Identification of Independent Risk Factors for De Novo DSA Development through Prospective Monitoring
The Methodist Hospital, Houston, TX
Meeting: 2013 American Transplant Congress
Abstract number: 270
Background: Donor specific anti-human leukocyte antigen (HLA) antibodies (DSA) after renal transplant have been associated with poor outcomes in the form of renal dysfunction, increased rejection rates, and graft failure. The purpose of our study was to identify patients at risk for de novo DSA through prospective surveillance in a large cohort of ethnically diverse patients.
Methods: We prospectively assessed 608 kidney transplant recipients from 7/2007-7/2011. Of these 103 were excluded for pre-transplant DSA, 0-HLA mismatch, incomplete HLA typing, and follow-up less than 1 month. DSA were monitored at months 1, 3, 6, 9, and 12 post-transplant along with every 6 months thereafter. Recipients with graft dysfunction and concern for rejection were also tested.

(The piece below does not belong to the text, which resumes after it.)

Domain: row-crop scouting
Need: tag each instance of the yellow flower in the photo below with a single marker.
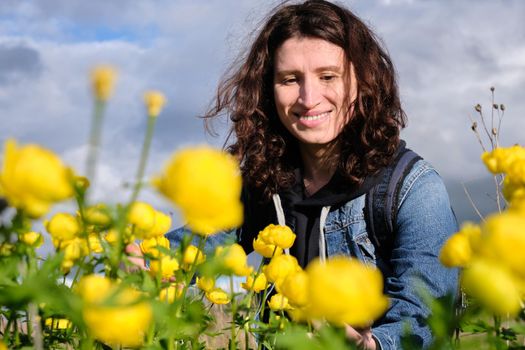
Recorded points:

Results: The analysis included 505 recipients; of these, 42% were Caucasian, 28% African American (AA), and 24% Hispanic. At a median of 6.1 months, 121 (24.0%) recipients developed a de novo DSA. Of those with DSA, 42 had antibodies (or DSAs) directed towards a class I antigen, 105 towards class II, and 26 towards both. The majority of DSA were directed against DQ (n=88). Table 1 lists differences found by univariate analyses between those with and without DSA. No differences were detected in recipient age or gender, re-transplant, PRA >20%, or donor age or gender.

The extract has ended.